Zona de mutación

¿Cuánto mide un sueño?

El espacio no se delimita físicamente ni se presupone como continente. El espacio como un ‘hay lugar’ está determinado por el carácter irradiante de los cuerpos y los objetos. Pero el espacio existe también como una virtualidad («Tras haber creado la orquesta invisible, desearía crear el teatro invisible» (cita de Wagner en ‘Diarios’ de Cósima Wagner). Esta virtualidad no obstante, no podría darse sin una convención o un contorno cultural que lo presuponga. Por ejemplo: se ponen dos sillas en la vía pública, se traza con tiza una elipsis alrededor de ellas y veremos que ya es suficiente para que la gente que pasa, evite pisar en el interior de dicho trazado. El espacio también es un deseo como en la plataforma enrejada que impulsa el aire del metro, que desafía a reproducir la mítica escena de Marilyn Monroe o inclusive a evitar toda asociación.
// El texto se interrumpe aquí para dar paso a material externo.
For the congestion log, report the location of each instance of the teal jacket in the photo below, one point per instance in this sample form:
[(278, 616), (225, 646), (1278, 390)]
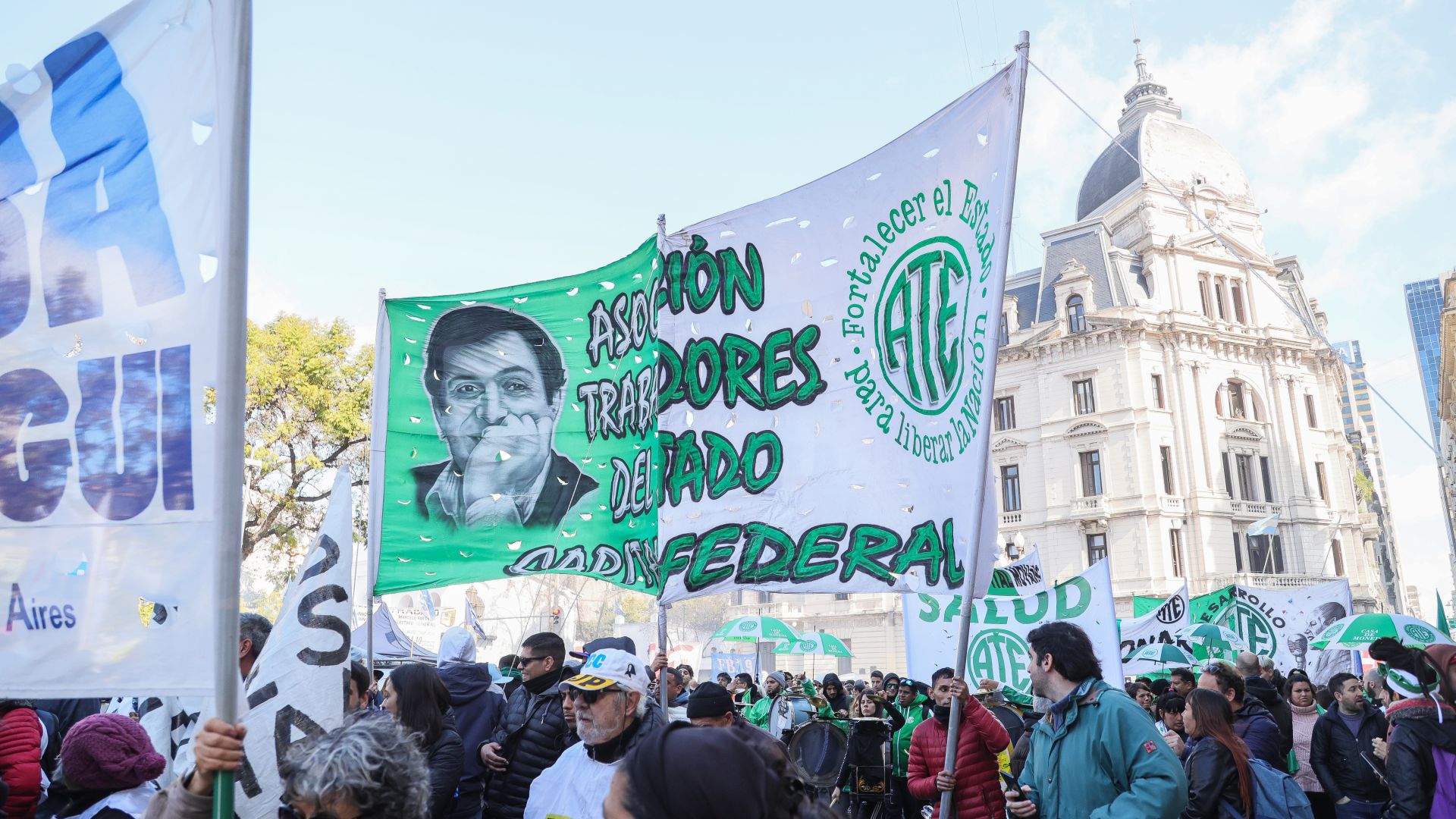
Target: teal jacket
[(1103, 761)]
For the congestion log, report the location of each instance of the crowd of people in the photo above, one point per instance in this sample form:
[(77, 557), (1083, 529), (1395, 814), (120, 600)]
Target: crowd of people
[(558, 733)]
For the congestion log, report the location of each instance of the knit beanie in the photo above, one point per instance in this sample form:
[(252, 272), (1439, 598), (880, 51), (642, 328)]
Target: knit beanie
[(711, 700), (109, 752)]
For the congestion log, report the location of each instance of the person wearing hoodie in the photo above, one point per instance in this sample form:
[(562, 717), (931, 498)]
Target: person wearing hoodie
[(1341, 749), (416, 697), (915, 706), (476, 707), (1253, 722), (1260, 687), (836, 695), (1421, 755)]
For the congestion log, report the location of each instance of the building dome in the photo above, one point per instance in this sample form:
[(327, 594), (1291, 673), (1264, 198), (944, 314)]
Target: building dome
[(1175, 152)]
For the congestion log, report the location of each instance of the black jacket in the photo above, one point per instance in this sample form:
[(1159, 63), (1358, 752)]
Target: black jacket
[(1256, 726), (1411, 767), (1213, 781), (1334, 754), (1266, 692), (446, 761), (478, 713), (532, 735)]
El espacio posible para cierto tipo de acontecimientos previsibles o no vienen todo el tiempo a nosotros o nosotros caemos en ellos. Una avenida central de la ciudad, de pronto es cortada por una manifestación y queda convertida, de hecho, en un área peatonal a la que la gente se lanza, como liberada del corset del buen andar por la vereda, aliviada y expandida.

 

El espacio es una realidad física pero también mental. Lo objetivo y lo subjetivo se interpenetran y potencian hasta hacer del espacio un reservorio de certezas, de probabilidades; invitación al juego, la expansión y la experimentación.

 

El espacio como factor de subjetivación tiene la amplitud que decidimos otorgarle. El espacio existe en la medida que los ojos de nuestra alma lo ven. De esa visualidad se desencadenan sus calidades olfativas, auditivas, táctiles.

 

El espacio como entorno a nuestras posibilidades perceptivas es una esfera que, como en el Hombre de Vitruvio dibujado por Leonardo, más que presentarse a la medida del hombre, antropocentrado, tiene el sentido de atravesar nuestra corporalidad.

 

El espacio escénico es un sobredimensionamiento de la persona., donde la esencia del hombre vibrará por siempre como un efecto acusmático, invisible, eterna promesa de algo mejor.

 

El escenario es un nicho que expresa a la realidad por otros medios. La realidad de los aconteceres naturales se intensifican. Esta ostensión es revelatoria, ritual, aperceptiva. Un desafío a nuestras potencialidades sensibles. Una caja de sorpresas donde vemos lo que hasta ese momento no veíamos.

 

Un mimo callejero, corretea alrededor de un transeúnte, mientras actúa para el público de un bar al aire libre. El peatón, desprevenido, cae bajo la demarcación virtual que orquesta el mimo, lo convierte en el ‘personaje’ de su espacio. El público ríe porque el juego es siempre parecido: el del ratón en las garras del gato. Pero, este transeúnte, ni lerdo ni perezoso, al sentirse en ridículo, sin mucho hesitar, saca un arma de entre sus ropas y le dispara al mimo. Lo ultima. El paseante es detenido, llevado a juicio.

 

Por la prensa todos se enteran de los argumentos del intempestivo caminante: «Eliminé a ese cobarde en un campo ficcional, en su propio territorio, lo cual me hace inimputable». Es evidente el problema filosófico que surge respecto a la intencionalidad del acto criminal del peatón, al carácter físico-material de su participación en el área de actuación del periclitado mimo. Y no se queda ahí; continúa: «El espacio del sentido común desborda el ficcional y por ello seré condenado. Pero en ese caso, el juego que no quise jugar, por sentido común, no puede ser absuelto justamente por la materialidad ineluctable de mi reacción. Con la pena tengo bastante, el mimo es un mártir del arte escénico y yo soy un intolerante de la realidad».

 

Las palabras de Sebastián Serlio: «Recomiendo el teatro a la altura de la vista», tienen la implicancia, por simple connotación, de un teatro a la altura de la vida, como la revelación de la verdad a la altura de esa mirada del alma, la conciencia. Una oscuridad que sale de las chácenas a la zona iluminada de los escenarios.

 

Wagner llamaba al espacio escénico «el abismo místico que separa lo real de lo ideal», en el que la ‘concordia discors’ de los elementos, en su juego dinámico de tensiones controladas y armonías insospechadas, catapultan la visión a otros mundos y dimensiones de los que la habitualidad de nuestro sistema sensorio nos tiene acostumbrados. El espacio es un lenguaje, una materia del arte. Una zona de agudas percepciones.